あまりに急な事にアリスとフェリックスは驚いた。メイが生まれてから一度も愛情をマイエットは母親として与えなかったのに急に引き取りたいなんて、娘が孫に対して愛情をもてるようになったことは喜ばしいことだけどマイエットはアリスとフェリックスに修二と結婚した事や二人目の孫が生まれた事などを一度も報告しなかった。そして急に今になって事実を告げられ、本当にメイを引き渡して良いのか二人は迷った。
マイエットの強引さは今に始まった事ではない。マイエットはメイを呼んだ。
メイ!!!どこ?
メイは子供部屋でぐっすりと昼寝をしていた。アマンダはいった。
メイは今お昼寝にはいったばかりです。
けれどマイエットは強引にメイの部屋へ入り、メイを起こした。
メイ、起きなさい!!ママよ。
急に起こされたメイはぐずった。その上起きたら知らない人がいる、メイは泣いた。
おばあちゃあん!!
アリスは急いでメイの元へ駆け寄る。そしてメイを抱き抱えた。
メイに乱暴はしないで!!ずっと会ってないんだからメイが覚えてるわけないでしょ?!!
アリスはマイエットの横暴なやり方に苛立ちを隠せないでいた。
メイは私の子よ!!私がどうしようとママには関係ないでしょ?!私が生んだのよ!!殺すも生かすも私次第よ!!
マイエットは鬼のような形相で母親とは思えない言動をアリスに吐き捨てた。そしてマイエットはメイをアリスから奪いとり、恐怖で泣き叫ぶメイの頬を想いっきりひっぱたいた...
泣くんじゃないよ!!五月蝿子ね!!
修二が抱いていた赤ん坊もメイの鳴き声に怯え泣き始める。
マイエット!!ヤメろ!子供たちが怯えるだけだ。

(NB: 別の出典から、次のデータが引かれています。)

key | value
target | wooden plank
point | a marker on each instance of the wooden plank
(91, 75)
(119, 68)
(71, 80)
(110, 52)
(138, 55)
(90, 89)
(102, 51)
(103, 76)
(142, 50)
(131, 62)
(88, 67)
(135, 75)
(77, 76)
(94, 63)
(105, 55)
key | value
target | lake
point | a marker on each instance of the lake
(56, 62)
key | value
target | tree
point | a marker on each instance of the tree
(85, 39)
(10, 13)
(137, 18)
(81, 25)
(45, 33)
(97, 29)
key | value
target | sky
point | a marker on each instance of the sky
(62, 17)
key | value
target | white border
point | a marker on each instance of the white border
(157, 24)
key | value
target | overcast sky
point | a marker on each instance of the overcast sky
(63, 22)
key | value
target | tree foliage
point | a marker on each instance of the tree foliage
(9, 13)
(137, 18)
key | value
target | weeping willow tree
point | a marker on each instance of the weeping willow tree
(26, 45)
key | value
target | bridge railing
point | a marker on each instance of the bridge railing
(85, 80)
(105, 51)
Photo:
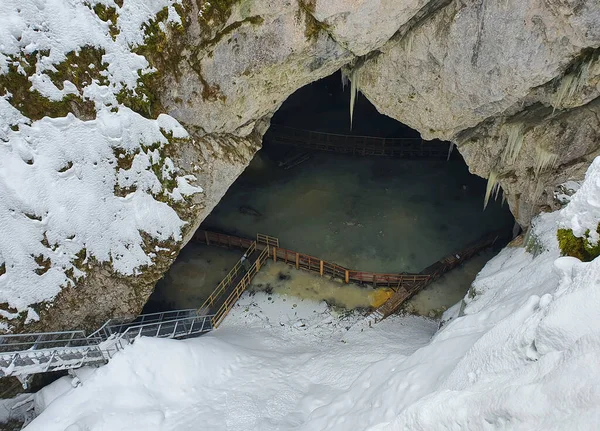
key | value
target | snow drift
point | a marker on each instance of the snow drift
(522, 355)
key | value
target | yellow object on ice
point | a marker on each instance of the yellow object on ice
(379, 296)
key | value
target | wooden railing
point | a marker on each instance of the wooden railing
(356, 145)
(235, 282)
(405, 285)
(267, 240)
(239, 288)
(322, 267)
(222, 240)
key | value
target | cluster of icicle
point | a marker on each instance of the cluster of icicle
(544, 160)
(354, 88)
(573, 82)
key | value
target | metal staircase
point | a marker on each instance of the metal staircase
(22, 355)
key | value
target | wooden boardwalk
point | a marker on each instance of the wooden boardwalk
(357, 145)
(264, 247)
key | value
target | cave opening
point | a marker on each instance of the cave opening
(387, 211)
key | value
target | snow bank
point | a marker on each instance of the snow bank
(524, 355)
(64, 200)
(268, 367)
(583, 212)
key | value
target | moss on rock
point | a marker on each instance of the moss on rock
(579, 247)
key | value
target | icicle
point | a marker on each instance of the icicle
(344, 80)
(450, 150)
(491, 187)
(537, 193)
(409, 42)
(544, 159)
(354, 88)
(514, 142)
(573, 83)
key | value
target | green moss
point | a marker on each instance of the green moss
(108, 14)
(579, 247)
(43, 263)
(214, 13)
(164, 55)
(30, 102)
(81, 68)
(313, 27)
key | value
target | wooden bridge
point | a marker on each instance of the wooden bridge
(23, 355)
(404, 285)
(357, 145)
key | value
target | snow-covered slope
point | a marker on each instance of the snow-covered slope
(524, 355)
(79, 189)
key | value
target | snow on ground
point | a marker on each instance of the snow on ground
(268, 367)
(523, 355)
(59, 176)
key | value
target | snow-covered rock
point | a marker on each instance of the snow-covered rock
(523, 355)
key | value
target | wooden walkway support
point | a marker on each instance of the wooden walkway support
(405, 285)
(435, 271)
(229, 290)
(357, 145)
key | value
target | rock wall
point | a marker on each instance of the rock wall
(513, 83)
(467, 71)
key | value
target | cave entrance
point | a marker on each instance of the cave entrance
(383, 213)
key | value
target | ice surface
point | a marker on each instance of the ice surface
(58, 176)
(523, 355)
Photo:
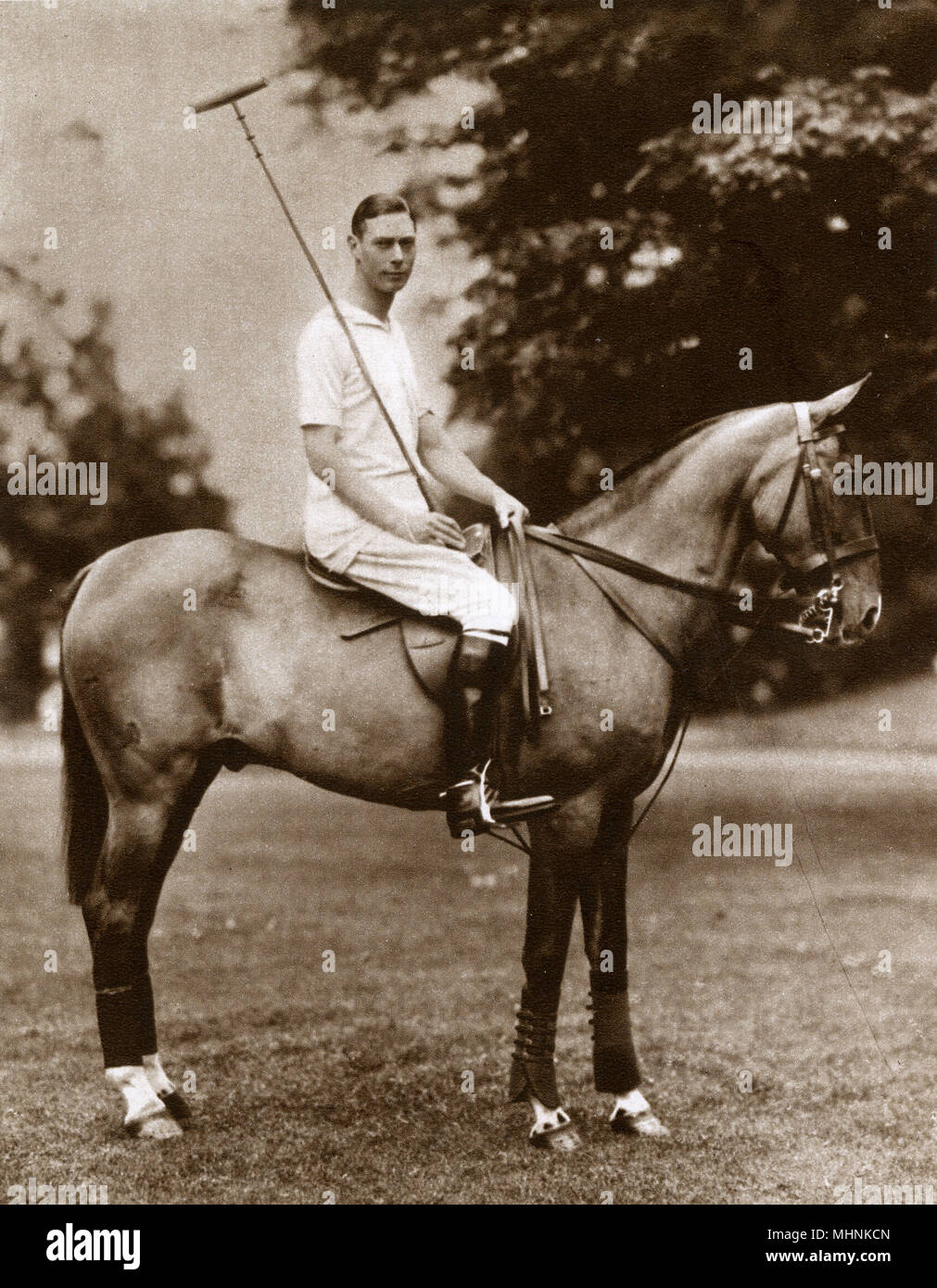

今日の目的を忘れたのか。
修二はマイエットを落ち着かせ座らせた。その間、メイはアリスの胸に飛び込んだ。修二はゆっくりと話し始めた。
感情的になってすみません。けどマイエットは真剣にメイちゃんを自分で面倒をみたいと望んでいます。そして私もメイを娘として養子に取る事を考えています。どうかマイエットにチャンスを与えてください。
修二はアリスとフェリックスに頭を下げた。 けれどアリスとフェリックスの心のうちは穏やかではなかった。マイエットはメイの母親でも引き渡すのがとても不安だった。
考えさせてほしい...
フェリックスはゆっくりと重い口を開き修二とマイエットに言った。
今の状態では正直メイを渡すのは不安だ。特にマイエットのメイに対しての言動... マイエット、本当にメイを引き取りたいのならフィリピンにいる間までの期間ちゃんとメイと向き合ってくれ。 メイはおもちゃではないんだよ?
フェリックスはアリスの膝で泣きじゃくるメイを見た。マイエットに視線を向けた。
出来るね?
マイエットはため息をし、
わかった。こっちには二週間くらいいる予定だから。
フェリックスは修二のほうに目線を変えた。
修二さん、それでいいですか?
修二もフェリックスに視線を返し、ゆっくりと返事をした。
わかりました。よろしくお願いします。
この一連の出来事を小さなメイは理解することも今後それによりメイの人生が変わる事を知る由もなかった。そしてアリスとフェリックスは自分たちの中に感じる不安が的中しないことを祈る事しか出来ない。